O aperto monetário aumentando o compulsório dos bancos e da poupança, de 20% para 30% sobre o estoque dos seus depósitos a prazo, foi acertada, mas exige cuidados por parte do Banco Central.
Essa medida visou restringir a expansão do crédito ao consumidor e a expansão do financiamento do capital de giro das empresas.
Como o real propiciou ganho real na renda familiar, o consumo irá crescer de qualquer maneira. Com juros elevados, o consumo cairá, mas poderá faltar produtos, o que levaria a um aumento de preços. As importações poderão por um freio nessa possibilidade.
Com o aumento da renda familiar das classes de baixa renda e os ganhos financeiros da classe média pelas aplicações nas elevadas taxas de juros do mercado financeiro, o crescimento do consumo será inevitável no final deste ano.
De sorte que, não acreditamos que a redução da quantidade de moeda no sistema possa representar um seguro suficiente contra a expansão do crédito para os elevados gastos que ocorrerão no final do ano.
Cremos ser necessário e suficiente reduzir, drasticamente, os prazos de financiamento dos crediários para inibir, temporariamente, o consumo crescente.
É fácil observar que todas essas medidas implicarão em riscos para o sistema financeiro, particularmente, para os bancos de pequeno e médio portes, sejam eles públicos ou privados.
Esse bancos, há muito tempo, estão financiando suas carteiras de títulos públicos de longo prazo, e de baixa liquidez, com recursos de curto prazo no mercado interbancário, pagando as maiores taxas de juros no mercado financeiro. Fica claro que existe um divórcio de prazos e taxas de financiamento que poderão exigir a intervenção do Banco Central nessas instituições.
É preciso lembrar que qualquer instabilidade no sistema financeiro ocasionará pânico nos aplicadores, conduzindo-os para o mercado de bens de consumo, como forma de obter poupança segura. Nesse caso, não haverá política monetária ou de importações que possa frear o consumo ou o repique para cima da inflação. O Plano Real fará água.
Diante desse provável cenário, o Banco Central deverá agir com muita flexibilidade no atendimento desses bancos a fim de que o setor possa se adaptar sem grandes traumas.

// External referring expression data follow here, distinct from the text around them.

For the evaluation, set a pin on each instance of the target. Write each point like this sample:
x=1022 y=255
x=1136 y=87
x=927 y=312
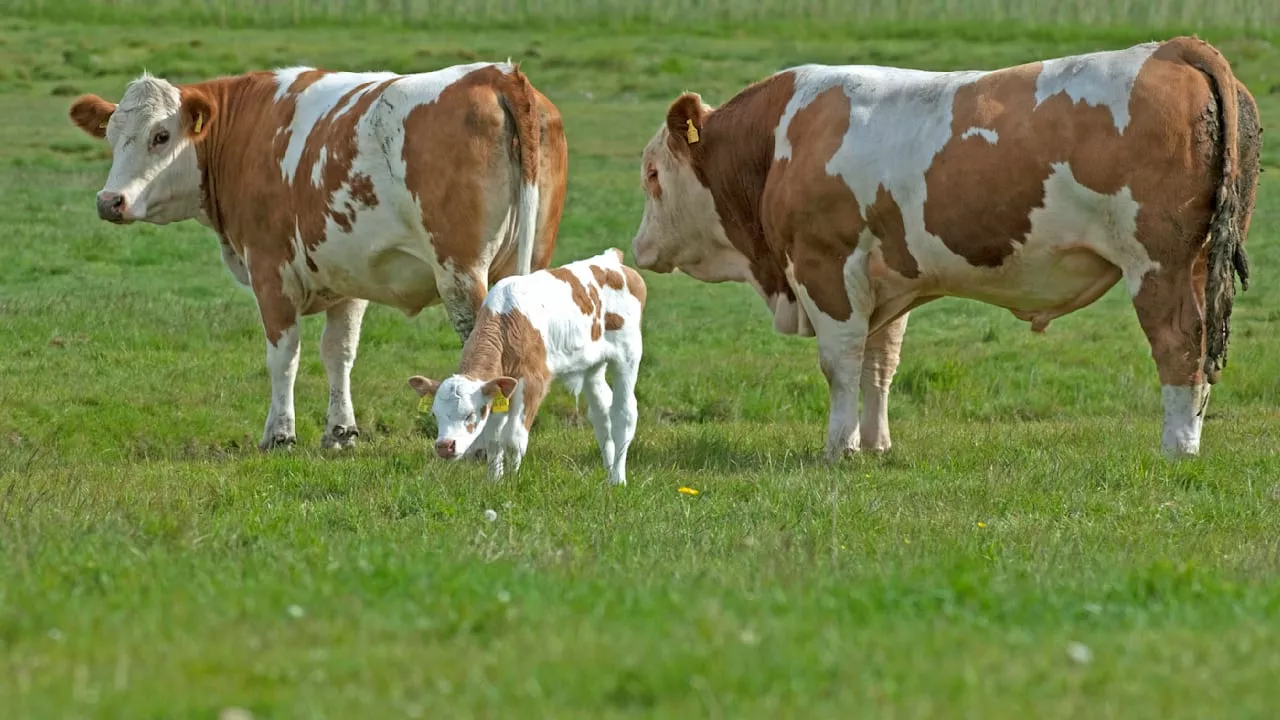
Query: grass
x=154 y=564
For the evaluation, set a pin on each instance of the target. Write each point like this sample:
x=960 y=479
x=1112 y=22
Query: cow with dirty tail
x=849 y=195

A razão desse descompasso no financiamento de muitos bancos deve-se ao fato de que enquanto existia uma elevada taxa de inflação mensal o sistema financeiro conseguia financiar suas carteiras de risco, com ganhos na aplicação da moeda que ficavam flutuando durante dois ou três dias na conta corrente, perdendo, diariamente, seu valor.

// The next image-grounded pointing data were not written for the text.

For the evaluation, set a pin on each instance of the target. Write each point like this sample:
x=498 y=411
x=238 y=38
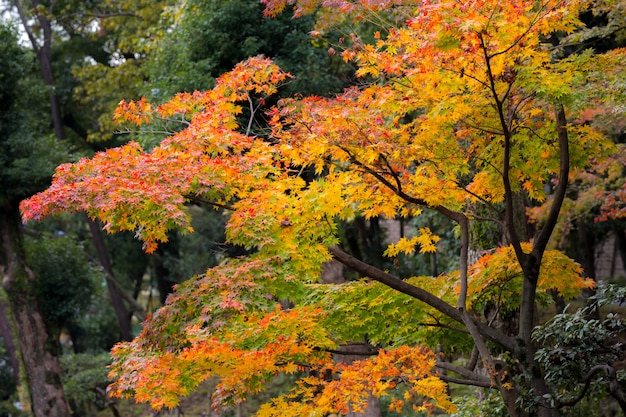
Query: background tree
x=28 y=158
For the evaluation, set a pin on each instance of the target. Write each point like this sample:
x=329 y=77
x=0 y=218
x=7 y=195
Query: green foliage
x=211 y=37
x=65 y=278
x=27 y=154
x=578 y=347
x=84 y=378
x=491 y=405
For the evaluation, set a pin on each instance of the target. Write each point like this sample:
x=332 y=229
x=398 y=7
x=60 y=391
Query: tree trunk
x=122 y=313
x=372 y=408
x=39 y=351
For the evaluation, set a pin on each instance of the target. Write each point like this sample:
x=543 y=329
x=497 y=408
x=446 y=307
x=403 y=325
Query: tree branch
x=418 y=293
x=543 y=236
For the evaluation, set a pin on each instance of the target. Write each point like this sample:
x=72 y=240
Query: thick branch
x=474 y=383
x=541 y=240
x=418 y=293
x=464 y=372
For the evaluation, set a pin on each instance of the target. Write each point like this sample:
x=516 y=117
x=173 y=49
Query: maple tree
x=463 y=111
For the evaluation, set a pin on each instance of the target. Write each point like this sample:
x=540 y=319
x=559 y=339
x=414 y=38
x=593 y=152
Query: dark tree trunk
x=373 y=407
x=7 y=335
x=39 y=351
x=122 y=313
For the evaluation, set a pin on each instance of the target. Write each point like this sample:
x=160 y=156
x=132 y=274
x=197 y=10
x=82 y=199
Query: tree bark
x=122 y=313
x=39 y=351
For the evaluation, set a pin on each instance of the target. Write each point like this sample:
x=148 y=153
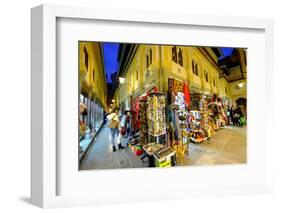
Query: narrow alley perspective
x=161 y=106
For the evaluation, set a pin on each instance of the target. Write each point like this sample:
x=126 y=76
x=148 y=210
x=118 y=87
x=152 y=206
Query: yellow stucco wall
x=169 y=68
x=92 y=80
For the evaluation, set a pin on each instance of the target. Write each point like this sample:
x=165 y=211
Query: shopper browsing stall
x=114 y=125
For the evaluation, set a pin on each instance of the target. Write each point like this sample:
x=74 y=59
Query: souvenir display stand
x=156 y=117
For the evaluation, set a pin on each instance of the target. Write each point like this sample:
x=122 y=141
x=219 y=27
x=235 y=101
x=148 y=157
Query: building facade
x=92 y=84
x=146 y=66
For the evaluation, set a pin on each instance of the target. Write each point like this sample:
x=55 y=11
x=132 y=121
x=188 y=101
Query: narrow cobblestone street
x=227 y=146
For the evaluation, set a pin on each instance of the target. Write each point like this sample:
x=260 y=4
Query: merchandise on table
x=156 y=117
x=143 y=121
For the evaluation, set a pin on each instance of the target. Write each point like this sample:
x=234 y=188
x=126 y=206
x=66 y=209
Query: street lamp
x=122 y=80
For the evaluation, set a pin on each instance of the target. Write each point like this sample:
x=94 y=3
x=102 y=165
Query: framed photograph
x=148 y=105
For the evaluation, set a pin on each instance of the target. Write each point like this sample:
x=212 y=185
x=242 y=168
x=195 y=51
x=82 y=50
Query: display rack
x=143 y=121
x=156 y=117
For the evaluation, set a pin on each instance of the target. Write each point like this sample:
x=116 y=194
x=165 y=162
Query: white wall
x=15 y=98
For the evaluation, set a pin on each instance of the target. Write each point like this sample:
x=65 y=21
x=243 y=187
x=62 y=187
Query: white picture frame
x=45 y=179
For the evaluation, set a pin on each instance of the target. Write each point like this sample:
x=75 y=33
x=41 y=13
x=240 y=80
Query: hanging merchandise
x=186 y=94
x=143 y=121
x=156 y=117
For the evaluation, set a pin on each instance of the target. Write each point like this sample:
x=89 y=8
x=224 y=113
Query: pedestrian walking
x=114 y=125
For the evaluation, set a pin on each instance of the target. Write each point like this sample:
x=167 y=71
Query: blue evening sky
x=110 y=51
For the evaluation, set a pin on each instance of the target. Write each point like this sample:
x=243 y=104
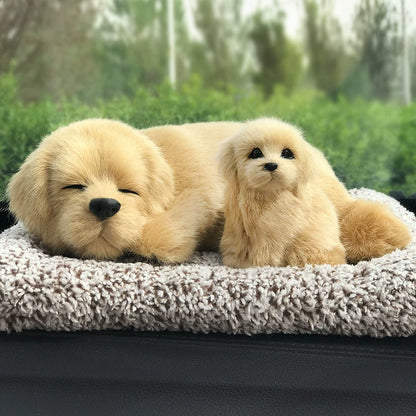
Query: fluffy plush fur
x=285 y=206
x=157 y=194
x=276 y=212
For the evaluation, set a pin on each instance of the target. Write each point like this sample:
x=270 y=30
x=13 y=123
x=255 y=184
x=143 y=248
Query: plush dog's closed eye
x=256 y=153
x=128 y=191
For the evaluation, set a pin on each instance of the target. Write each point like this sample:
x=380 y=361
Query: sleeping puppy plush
x=99 y=188
x=285 y=206
x=276 y=212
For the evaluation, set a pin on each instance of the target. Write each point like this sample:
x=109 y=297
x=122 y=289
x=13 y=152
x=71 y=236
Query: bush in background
x=369 y=144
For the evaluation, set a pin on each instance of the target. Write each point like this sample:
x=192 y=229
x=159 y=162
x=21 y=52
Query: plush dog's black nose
x=270 y=166
x=104 y=208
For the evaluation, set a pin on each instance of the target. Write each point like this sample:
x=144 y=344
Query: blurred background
x=344 y=71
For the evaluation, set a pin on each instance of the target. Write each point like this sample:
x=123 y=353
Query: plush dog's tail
x=369 y=229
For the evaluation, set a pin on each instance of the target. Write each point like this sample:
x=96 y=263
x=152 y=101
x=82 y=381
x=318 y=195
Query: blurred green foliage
x=369 y=143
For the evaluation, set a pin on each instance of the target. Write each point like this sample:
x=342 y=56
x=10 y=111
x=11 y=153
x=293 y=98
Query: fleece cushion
x=40 y=291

Com a queda da inflação, aquele ganho financeiro dos bancos desapareceu e eles perderam a liquidez.
Na verdade, caso não sejam amparados pelo Banco Central durante um curto espaço de tempo para adequar suas carteiras de títulos pouco líquidos, lembrando que até mesmo o Banco do Brasil se encontra nessa situação, o setor bancário cairá como se fosse um jogo de dominó e com ele irá o Plano Real.
É importante atentar ainda que numa fase de moeda forte, o processo de abertura às importações oferece muito menos riscos à economia do que a liquidação de bancos estaduais e privados.

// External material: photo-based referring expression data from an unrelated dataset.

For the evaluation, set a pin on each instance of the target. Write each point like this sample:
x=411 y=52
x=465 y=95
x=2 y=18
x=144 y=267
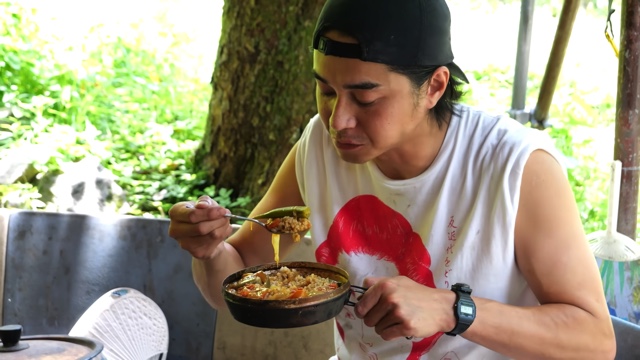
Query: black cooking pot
x=14 y=346
x=290 y=313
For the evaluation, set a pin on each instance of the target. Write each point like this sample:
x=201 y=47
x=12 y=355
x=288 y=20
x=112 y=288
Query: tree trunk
x=263 y=92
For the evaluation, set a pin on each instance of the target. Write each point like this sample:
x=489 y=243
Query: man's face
x=368 y=110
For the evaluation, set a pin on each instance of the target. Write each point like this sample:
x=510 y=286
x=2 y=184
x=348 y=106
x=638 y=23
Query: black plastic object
x=10 y=336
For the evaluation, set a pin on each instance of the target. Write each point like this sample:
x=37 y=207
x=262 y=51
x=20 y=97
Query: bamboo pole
x=627 y=135
x=556 y=57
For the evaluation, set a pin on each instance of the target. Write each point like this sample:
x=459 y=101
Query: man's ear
x=435 y=87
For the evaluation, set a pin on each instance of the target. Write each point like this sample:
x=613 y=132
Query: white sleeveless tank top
x=452 y=223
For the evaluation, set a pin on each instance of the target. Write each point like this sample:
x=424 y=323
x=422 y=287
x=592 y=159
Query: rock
x=83 y=187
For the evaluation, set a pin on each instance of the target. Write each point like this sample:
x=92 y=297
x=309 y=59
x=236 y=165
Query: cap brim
x=457 y=72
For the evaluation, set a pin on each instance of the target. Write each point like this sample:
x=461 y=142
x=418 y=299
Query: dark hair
x=418 y=75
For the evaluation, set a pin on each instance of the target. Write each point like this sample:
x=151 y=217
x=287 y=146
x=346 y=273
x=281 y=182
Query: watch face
x=466 y=310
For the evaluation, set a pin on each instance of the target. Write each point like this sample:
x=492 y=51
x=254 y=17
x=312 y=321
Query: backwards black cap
x=391 y=32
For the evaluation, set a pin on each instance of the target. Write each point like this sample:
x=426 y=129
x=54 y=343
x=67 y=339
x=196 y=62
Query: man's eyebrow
x=365 y=85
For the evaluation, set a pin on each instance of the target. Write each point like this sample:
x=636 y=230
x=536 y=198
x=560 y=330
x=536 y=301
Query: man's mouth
x=346 y=145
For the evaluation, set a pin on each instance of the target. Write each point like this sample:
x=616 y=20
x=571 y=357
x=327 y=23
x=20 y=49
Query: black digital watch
x=464 y=308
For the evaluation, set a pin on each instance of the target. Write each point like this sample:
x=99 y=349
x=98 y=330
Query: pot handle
x=355 y=289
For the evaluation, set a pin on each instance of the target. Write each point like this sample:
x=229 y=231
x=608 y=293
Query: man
x=422 y=201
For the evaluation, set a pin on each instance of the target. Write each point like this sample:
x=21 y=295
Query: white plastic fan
x=130 y=325
x=609 y=244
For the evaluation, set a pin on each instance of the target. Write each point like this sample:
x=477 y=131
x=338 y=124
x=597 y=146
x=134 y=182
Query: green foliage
x=128 y=105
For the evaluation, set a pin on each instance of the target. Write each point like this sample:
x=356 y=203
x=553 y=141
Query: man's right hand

Creio que a solução passe por um processo de securitização do passivo dos bancos; a troca do passivo por títulos novos com a possibilidade de serem convertidos em ações de estatais de capital aberto ou privatizáveis.
O real é uma vara muito curta, mas indispensável, para realizar o salto que a nação precisar dar rumo à estabilidade, com crescimento e progresso socioeconômicos.
É importante resgatarmos o orgulho de sermos brasileiros, numa terra de oportunidades para todos, sem esse nível de violência urbana sob o qual vivemos, numa economia que possa crescer sem inflação e miséria.
A nós, que acompanhamos o desenvolvimento do Plano Real, cabe apoiá-lo, criticamente, a fim de que ele possa espelhar o futuro que desejamos. É uma questão apenas de bom senso e de patriotismo.